화학공학소재연구정보센터
Fuel, Vol.214, 272-284, 2018
Quantitative investigation of anisotropic characteristics of methane-induced strain in coal based on coal particle tracking method with X-ray computer tomography
In order to quantify the anisotropic characteristics of coal swelling deformation during the process of methane adsorption, the inner mesoscopic structures of coal are scanned with computerized tomography (CT) and a coal particle tracking method (CPTM) is proposed to quantitatively calculate the strain of coal particulates in view of the pixel gray level matrix of CT image. The results show that the spatio-temporal distribution of coal mesoscopic deformation is inhomogeneous during the process of methane adsorption. From the spatial distribution, some parts of coal swell and other parts shrink. The mineral phase and porosity or fracture inside them are mainly swelling deformation and little shrinkage deformation. The swelling and shrinkage deformation is varying constantly with different gas pressure in the organic lithotypes of varying macerals and pore or fracture inside them.
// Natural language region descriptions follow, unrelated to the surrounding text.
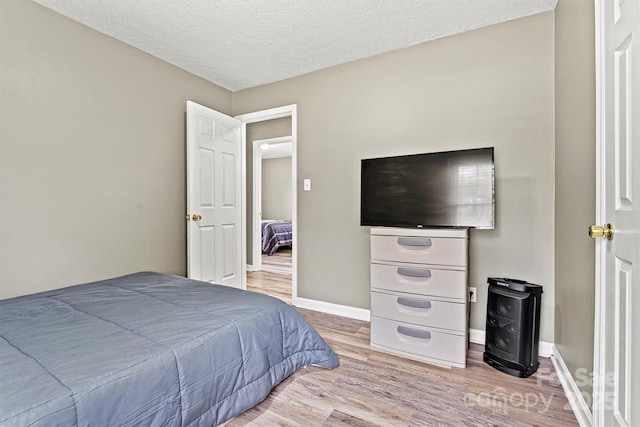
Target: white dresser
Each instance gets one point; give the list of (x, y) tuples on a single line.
[(419, 293)]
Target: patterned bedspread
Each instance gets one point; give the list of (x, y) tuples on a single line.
[(275, 234), (147, 349)]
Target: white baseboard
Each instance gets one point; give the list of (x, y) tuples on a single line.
[(336, 309), (576, 400), (545, 349)]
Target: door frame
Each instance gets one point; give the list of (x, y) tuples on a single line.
[(260, 116), (599, 373), (257, 195)]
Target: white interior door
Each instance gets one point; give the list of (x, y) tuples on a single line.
[(214, 211), (617, 335)]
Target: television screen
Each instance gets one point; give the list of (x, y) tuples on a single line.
[(445, 189)]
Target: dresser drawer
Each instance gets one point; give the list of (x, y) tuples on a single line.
[(419, 279), (418, 340), (419, 310), (419, 249)]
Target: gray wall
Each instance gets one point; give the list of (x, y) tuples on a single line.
[(257, 131), (92, 153), (575, 185), (276, 188), (489, 87)]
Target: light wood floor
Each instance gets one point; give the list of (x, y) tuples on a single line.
[(371, 388)]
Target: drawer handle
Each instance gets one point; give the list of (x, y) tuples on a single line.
[(415, 303), (414, 241), (415, 333), (414, 272)]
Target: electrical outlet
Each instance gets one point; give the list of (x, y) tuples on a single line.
[(473, 294)]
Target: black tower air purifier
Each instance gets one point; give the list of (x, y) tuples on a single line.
[(513, 326)]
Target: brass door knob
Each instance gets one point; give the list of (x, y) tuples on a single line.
[(606, 232)]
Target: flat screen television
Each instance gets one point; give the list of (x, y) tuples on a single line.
[(443, 189)]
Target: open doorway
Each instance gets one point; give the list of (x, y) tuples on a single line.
[(275, 129), (272, 215)]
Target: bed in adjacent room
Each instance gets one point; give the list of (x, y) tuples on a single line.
[(275, 235), (147, 349)]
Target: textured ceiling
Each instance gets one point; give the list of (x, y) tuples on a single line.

The expansion deformation tends to first squeeze the original pore or fracture inside them for more expansion space. From the temporal distribution, the magnitudes of adsorption deformation is also not uniform along with the decrease of gas pressure. After the adsorption balance, the change magnitudes of strain tend to decrease. The mesoscopic deformation of coal samples is anisotropic and the macroscopic deformation is swelling. This is verified by the cumulative total strain values of coal, which are obtained from the mesoscopic strain calculation results. This study presents mesoscopic CT and strain calculation results images of coal deformation. These data will provide the basis for the study of physical structure and mechanical properties of coal with adsorbing methane.